Not only the royal message, but envelope as well, torn across angrily went to the floor to be ground by a savage high heel.
"The … the … fool!" she gasped. "The great big fool! I'd sooner visit a pig in a pig pen. I … I … Oh, how I hate you, Bill Steele!"
"Your own promise you will keep because noblesse oblige and the Queen, especially when she is the Good Queen Bea, cannot lie."

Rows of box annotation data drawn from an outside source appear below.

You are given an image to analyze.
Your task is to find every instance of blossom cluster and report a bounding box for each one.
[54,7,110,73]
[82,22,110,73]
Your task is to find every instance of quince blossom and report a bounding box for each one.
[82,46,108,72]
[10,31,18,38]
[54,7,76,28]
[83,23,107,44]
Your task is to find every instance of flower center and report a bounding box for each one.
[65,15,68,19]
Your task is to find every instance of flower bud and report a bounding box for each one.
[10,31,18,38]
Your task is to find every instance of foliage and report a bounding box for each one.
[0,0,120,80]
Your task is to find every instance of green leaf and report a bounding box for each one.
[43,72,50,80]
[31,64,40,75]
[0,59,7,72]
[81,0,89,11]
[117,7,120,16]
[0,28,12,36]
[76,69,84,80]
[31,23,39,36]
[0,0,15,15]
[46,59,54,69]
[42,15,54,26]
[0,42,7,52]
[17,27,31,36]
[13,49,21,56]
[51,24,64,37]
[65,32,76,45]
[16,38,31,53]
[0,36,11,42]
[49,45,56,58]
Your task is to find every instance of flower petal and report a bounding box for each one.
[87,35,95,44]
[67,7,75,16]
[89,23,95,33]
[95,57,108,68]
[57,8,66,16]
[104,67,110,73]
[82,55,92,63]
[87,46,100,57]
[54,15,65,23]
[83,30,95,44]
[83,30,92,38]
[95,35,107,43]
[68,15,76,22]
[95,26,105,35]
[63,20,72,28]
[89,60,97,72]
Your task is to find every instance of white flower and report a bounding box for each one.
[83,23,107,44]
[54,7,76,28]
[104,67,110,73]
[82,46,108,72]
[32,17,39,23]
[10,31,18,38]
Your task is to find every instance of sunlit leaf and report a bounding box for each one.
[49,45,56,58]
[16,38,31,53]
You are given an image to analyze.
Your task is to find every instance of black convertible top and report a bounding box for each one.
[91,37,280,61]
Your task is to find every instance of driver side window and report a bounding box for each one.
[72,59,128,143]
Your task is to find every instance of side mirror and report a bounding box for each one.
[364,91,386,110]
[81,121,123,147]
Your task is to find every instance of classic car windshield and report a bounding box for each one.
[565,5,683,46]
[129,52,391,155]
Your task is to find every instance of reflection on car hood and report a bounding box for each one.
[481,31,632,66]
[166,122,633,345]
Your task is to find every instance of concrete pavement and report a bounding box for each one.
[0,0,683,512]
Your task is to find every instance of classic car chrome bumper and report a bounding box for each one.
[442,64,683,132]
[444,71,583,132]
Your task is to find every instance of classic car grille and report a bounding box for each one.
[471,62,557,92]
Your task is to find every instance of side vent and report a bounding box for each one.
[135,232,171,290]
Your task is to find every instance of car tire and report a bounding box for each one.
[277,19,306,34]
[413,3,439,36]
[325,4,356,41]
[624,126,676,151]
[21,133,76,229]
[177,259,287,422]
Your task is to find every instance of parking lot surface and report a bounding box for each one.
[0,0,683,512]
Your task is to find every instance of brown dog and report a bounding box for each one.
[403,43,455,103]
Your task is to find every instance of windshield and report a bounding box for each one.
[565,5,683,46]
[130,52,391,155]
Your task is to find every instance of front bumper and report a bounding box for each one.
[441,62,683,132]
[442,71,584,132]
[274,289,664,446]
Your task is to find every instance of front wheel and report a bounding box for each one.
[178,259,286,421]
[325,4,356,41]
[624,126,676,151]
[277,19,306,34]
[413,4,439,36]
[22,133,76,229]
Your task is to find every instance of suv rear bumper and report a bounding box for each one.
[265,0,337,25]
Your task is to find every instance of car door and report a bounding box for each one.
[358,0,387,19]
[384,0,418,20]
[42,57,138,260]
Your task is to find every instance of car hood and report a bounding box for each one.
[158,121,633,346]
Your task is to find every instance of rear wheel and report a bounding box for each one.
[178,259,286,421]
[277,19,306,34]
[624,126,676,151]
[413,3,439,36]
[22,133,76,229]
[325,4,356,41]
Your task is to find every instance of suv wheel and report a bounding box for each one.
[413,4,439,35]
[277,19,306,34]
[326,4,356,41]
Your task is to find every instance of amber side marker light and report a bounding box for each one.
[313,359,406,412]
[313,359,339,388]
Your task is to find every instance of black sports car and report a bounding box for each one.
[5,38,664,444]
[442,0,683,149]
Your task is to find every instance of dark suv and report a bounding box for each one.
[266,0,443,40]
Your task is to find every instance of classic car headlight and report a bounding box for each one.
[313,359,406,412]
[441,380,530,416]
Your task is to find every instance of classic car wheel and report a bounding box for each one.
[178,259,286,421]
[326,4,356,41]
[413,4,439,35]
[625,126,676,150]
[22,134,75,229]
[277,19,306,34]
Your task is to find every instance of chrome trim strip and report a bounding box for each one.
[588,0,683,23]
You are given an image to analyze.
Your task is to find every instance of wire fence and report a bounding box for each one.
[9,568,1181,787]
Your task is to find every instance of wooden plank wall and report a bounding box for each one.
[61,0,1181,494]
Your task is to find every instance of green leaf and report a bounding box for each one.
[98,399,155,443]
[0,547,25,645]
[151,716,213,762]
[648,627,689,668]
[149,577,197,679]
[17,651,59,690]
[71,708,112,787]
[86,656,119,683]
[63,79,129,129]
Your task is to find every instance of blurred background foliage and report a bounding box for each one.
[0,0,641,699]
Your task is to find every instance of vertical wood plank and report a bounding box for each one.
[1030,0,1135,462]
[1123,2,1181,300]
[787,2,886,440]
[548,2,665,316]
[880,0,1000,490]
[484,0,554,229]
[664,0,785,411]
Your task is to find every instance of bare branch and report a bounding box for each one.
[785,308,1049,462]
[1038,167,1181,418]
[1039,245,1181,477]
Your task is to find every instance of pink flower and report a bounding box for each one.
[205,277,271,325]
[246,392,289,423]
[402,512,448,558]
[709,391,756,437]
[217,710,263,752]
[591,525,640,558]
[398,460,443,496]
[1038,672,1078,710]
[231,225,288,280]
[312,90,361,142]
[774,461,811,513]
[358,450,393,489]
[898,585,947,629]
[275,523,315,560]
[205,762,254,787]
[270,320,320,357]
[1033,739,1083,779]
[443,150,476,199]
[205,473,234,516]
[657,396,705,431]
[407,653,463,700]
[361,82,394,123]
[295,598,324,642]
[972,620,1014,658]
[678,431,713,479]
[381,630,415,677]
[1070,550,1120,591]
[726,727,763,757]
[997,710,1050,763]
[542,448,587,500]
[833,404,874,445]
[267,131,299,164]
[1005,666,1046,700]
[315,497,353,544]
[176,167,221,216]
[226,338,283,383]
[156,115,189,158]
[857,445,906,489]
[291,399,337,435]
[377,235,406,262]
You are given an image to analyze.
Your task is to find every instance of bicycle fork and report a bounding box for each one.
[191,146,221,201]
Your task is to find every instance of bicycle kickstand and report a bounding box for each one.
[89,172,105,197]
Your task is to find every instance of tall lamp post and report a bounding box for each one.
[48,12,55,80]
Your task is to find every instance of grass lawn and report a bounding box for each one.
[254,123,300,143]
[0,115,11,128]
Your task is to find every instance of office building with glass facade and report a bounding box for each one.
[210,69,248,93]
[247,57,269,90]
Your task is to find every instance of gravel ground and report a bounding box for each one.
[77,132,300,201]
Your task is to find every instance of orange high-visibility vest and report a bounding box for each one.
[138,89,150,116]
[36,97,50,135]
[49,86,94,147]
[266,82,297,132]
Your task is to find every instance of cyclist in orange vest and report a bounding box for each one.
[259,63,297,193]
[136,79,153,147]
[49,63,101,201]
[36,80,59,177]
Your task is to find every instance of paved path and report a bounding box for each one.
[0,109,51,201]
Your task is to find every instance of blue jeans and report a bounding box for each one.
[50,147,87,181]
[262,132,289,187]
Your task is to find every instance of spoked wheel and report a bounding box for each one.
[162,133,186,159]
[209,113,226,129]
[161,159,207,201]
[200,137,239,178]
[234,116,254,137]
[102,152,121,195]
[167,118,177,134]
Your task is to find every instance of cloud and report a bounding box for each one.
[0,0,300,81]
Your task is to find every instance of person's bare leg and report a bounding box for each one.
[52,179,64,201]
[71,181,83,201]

The words, torn across and not to be read upon the crumpled paper, stood out as though in burning red letters in her mind. He had made her a promise at which she had scoffed, branding it ridiculous and absurd. She in turn had made another, if not meaning to keep it, then simply for the reason that she had not looked to him to keep his. But he had done so … and now, in his hateful way, reminded her of it.
"I'd see you dead before I lowered myself to come to you and … and cook for you!" she cried passionately, for the instant seeming actually to see the grinning face of Bill Steele.
And then suddenly, because she was Beatrice Corliss whose word men accepted out in the world of affairs as readily as they accepted her signature on paper, her face burning, her bosom grown tumultuous, she whirled and went straight through the house, from the one end where her office was to the other end where was the kitchen. The cook, who could scarcely have been more startled if Beatrice had been a ghost or a boa constrictor or any other sort of unaccustomed visitant here, looked at her with wide eves. Eyes which widened further as Beatrice gave her curt order:
"Show me how to cook! How to cook beans and hot cakes and trout and coffee. You've got to show me how to do all of these things by tomorrow or go get yourself another place. Give me an apron. There!" She snatched up one, donned it quickly, reached out her hand for a big iron spoon. "Hurry," she commanded. "Teach me!"